Radhakrishnan’s intentions were noble. I have no doubt that he wanted to sow worldwide peace and promote mutual advantage. But what we want to believe and what’s really happening are often quite different.
Accordingly, Radhakrishnan believes that the Christian message, which clearly glorifies individuality and sainthood in the service of God, fits within his non-individualistic take on Hinduism.¹
Radhakrishnan’s work is widely respected in India and around the world. This isn’t surprising because Hinduism, like most religious perspectives, tends to incorporate or, depending on how you look at it, reduce different world religions to agree with its own understanding of the godhead. Some find this an attractive approach while others believe it overlooks or, perhaps, trivializes important theological differences.

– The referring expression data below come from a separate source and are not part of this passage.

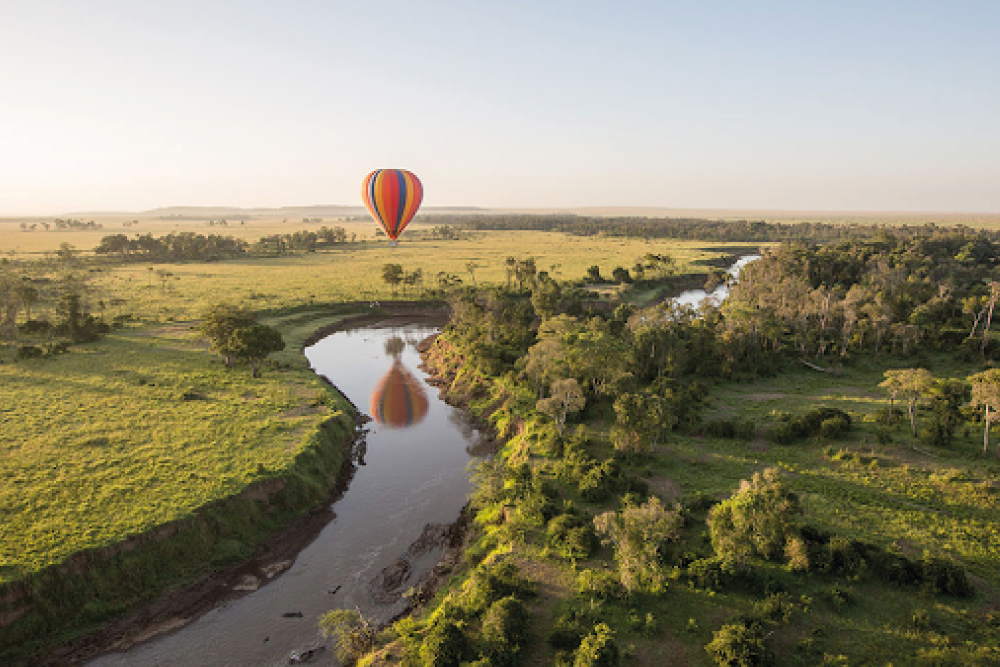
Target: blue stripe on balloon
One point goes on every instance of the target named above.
(402, 197)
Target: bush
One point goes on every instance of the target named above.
(29, 352)
(730, 428)
(572, 536)
(599, 585)
(756, 521)
(445, 645)
(710, 574)
(504, 630)
(943, 577)
(790, 428)
(738, 645)
(491, 583)
(642, 538)
(598, 649)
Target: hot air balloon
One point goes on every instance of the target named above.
(392, 196)
(399, 400)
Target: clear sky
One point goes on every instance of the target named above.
(793, 104)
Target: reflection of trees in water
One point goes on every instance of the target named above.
(394, 346)
(360, 448)
(479, 444)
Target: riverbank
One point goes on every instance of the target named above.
(180, 568)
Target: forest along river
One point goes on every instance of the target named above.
(412, 475)
(410, 482)
(694, 297)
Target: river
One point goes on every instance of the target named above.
(414, 473)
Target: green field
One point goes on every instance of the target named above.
(897, 494)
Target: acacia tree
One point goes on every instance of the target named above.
(566, 397)
(908, 383)
(253, 343)
(220, 322)
(986, 392)
(392, 274)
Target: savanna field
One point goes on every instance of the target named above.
(146, 425)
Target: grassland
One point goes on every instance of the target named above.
(878, 486)
(354, 272)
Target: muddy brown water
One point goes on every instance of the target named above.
(411, 479)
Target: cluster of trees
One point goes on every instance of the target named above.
(650, 365)
(687, 228)
(303, 240)
(893, 292)
(40, 313)
(61, 224)
(236, 335)
(188, 246)
(172, 247)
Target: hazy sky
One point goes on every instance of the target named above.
(795, 104)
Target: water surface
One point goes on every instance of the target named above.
(413, 472)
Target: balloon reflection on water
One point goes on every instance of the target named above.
(399, 400)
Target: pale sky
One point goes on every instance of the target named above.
(766, 104)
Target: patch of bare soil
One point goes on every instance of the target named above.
(664, 488)
(663, 650)
(178, 607)
(762, 396)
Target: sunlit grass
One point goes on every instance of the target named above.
(100, 444)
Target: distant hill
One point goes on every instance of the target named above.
(314, 211)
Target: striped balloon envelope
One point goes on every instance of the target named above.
(392, 196)
(399, 400)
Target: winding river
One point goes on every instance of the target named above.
(412, 474)
(411, 478)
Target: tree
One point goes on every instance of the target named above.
(947, 398)
(253, 343)
(639, 420)
(641, 536)
(220, 322)
(392, 274)
(908, 383)
(620, 275)
(756, 520)
(353, 633)
(986, 392)
(566, 397)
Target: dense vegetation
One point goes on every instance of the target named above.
(654, 518)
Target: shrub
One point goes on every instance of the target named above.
(835, 427)
(599, 585)
(730, 428)
(29, 352)
(738, 645)
(504, 630)
(445, 645)
(598, 649)
(756, 521)
(572, 536)
(943, 577)
(490, 583)
(641, 537)
(710, 574)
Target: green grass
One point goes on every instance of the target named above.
(941, 501)
(98, 445)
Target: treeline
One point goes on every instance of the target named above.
(61, 224)
(42, 315)
(894, 294)
(696, 228)
(891, 293)
(185, 246)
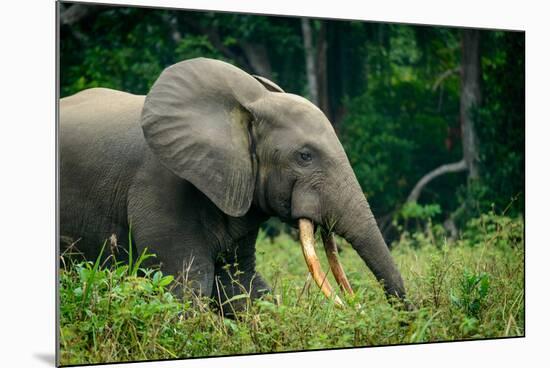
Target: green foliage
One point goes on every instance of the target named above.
(472, 293)
(469, 288)
(500, 122)
(393, 90)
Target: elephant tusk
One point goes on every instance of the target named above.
(336, 267)
(307, 241)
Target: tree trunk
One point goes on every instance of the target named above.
(470, 98)
(321, 70)
(310, 61)
(258, 59)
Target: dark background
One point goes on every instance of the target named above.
(396, 94)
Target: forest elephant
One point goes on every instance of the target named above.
(195, 167)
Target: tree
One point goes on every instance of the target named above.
(470, 98)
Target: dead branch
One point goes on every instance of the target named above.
(443, 169)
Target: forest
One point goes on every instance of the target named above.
(432, 119)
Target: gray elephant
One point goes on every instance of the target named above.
(197, 165)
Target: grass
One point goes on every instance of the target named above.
(471, 288)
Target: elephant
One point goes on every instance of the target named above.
(192, 169)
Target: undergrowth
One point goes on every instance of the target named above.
(469, 288)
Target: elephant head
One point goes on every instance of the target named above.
(244, 142)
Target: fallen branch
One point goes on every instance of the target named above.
(443, 169)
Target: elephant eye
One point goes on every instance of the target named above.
(305, 156)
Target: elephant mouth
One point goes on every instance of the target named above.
(307, 241)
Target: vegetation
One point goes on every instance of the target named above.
(470, 288)
(394, 94)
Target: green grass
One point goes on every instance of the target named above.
(468, 289)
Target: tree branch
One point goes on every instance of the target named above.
(443, 169)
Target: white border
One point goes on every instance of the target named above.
(27, 182)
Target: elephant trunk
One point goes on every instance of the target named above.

Consider, for instance, a fairly standard Hindu view of Christianity. For many Hindus, Jesus Christ is just another messenger—some might say avatar. Christ is one among many wise historical figures, and certainly not the most evolved messenger or avatar. For some, Christ is a well-meaning cosmic schoolboy because he doesn’t teach about the supposed “truth” of reincarnation. He’s not evolved enough to “know.”
So for many Hindu believers in reincarnation, Christ the cosmic schoolboy is not the only Son and incarnation of God as traditional Christians, themselves, believe.²
One could argue that this approach, even if well-intentioned, contributes to a condescending and divisive “we know better than them” attitude that runs through most faith groups around the world.

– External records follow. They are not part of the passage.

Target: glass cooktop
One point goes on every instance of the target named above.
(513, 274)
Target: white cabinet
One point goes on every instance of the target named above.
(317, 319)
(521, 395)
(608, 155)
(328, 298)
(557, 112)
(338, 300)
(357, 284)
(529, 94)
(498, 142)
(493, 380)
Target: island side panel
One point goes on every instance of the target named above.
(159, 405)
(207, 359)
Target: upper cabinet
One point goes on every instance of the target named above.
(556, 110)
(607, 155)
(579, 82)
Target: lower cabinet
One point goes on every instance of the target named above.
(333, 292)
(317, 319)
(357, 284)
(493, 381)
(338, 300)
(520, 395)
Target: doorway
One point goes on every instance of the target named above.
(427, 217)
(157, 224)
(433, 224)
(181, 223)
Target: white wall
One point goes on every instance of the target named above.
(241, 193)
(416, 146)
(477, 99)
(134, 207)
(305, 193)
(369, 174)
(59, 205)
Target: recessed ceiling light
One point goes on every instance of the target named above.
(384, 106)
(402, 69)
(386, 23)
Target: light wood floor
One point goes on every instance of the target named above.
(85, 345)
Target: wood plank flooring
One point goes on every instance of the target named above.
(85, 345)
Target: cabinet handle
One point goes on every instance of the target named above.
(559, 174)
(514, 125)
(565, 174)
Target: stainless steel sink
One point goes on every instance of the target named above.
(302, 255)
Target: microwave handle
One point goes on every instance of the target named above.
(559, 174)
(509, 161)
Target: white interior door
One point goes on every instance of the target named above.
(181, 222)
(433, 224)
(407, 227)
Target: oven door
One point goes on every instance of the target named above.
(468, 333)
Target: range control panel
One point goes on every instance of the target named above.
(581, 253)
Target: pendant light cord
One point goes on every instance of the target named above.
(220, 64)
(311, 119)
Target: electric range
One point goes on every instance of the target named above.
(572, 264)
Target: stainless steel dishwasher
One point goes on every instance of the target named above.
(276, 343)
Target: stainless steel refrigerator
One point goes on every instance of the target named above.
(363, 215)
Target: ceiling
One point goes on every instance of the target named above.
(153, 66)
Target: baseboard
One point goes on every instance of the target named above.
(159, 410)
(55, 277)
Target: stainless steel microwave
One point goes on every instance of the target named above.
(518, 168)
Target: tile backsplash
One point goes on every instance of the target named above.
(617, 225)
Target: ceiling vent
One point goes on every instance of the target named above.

When individuals rigidly believe that their particular religious beliefs represent absolute or the best available truth, there’s arguably little room left for meaningful dialogue.
The agenda to ‘convince and convert’ is found among most religious people. Sometimes this agenda is masked with an agreeable persona of trying to understand. Whether or not this facade of trying to understand represents unethical deception or a wise kind of “fishing” for souls remains open to debate.³
¹ This might be due to his never having an unadulterated Christian experience. Some think he was, in part, reacting to a negative experience with Christian missionaries in India. See http://ojs.globalmissiology.org/index.php/english/article/view/244/684 . There are some schools of Indian thought that conceptually fit better with Christian cosmology.
² For God so loved the world that he gave his one and only Son, that whoever believes in him shall not perish but have eternal life – John 3:16. Hinduism is not the only non-Christian belief system that modifies traditional Christianity to fit within its own framework. Almost all non-Christian religions do this, old and new. Likewise, many Christians reinterpret non-Christian beliefs to fit with their own cosmology.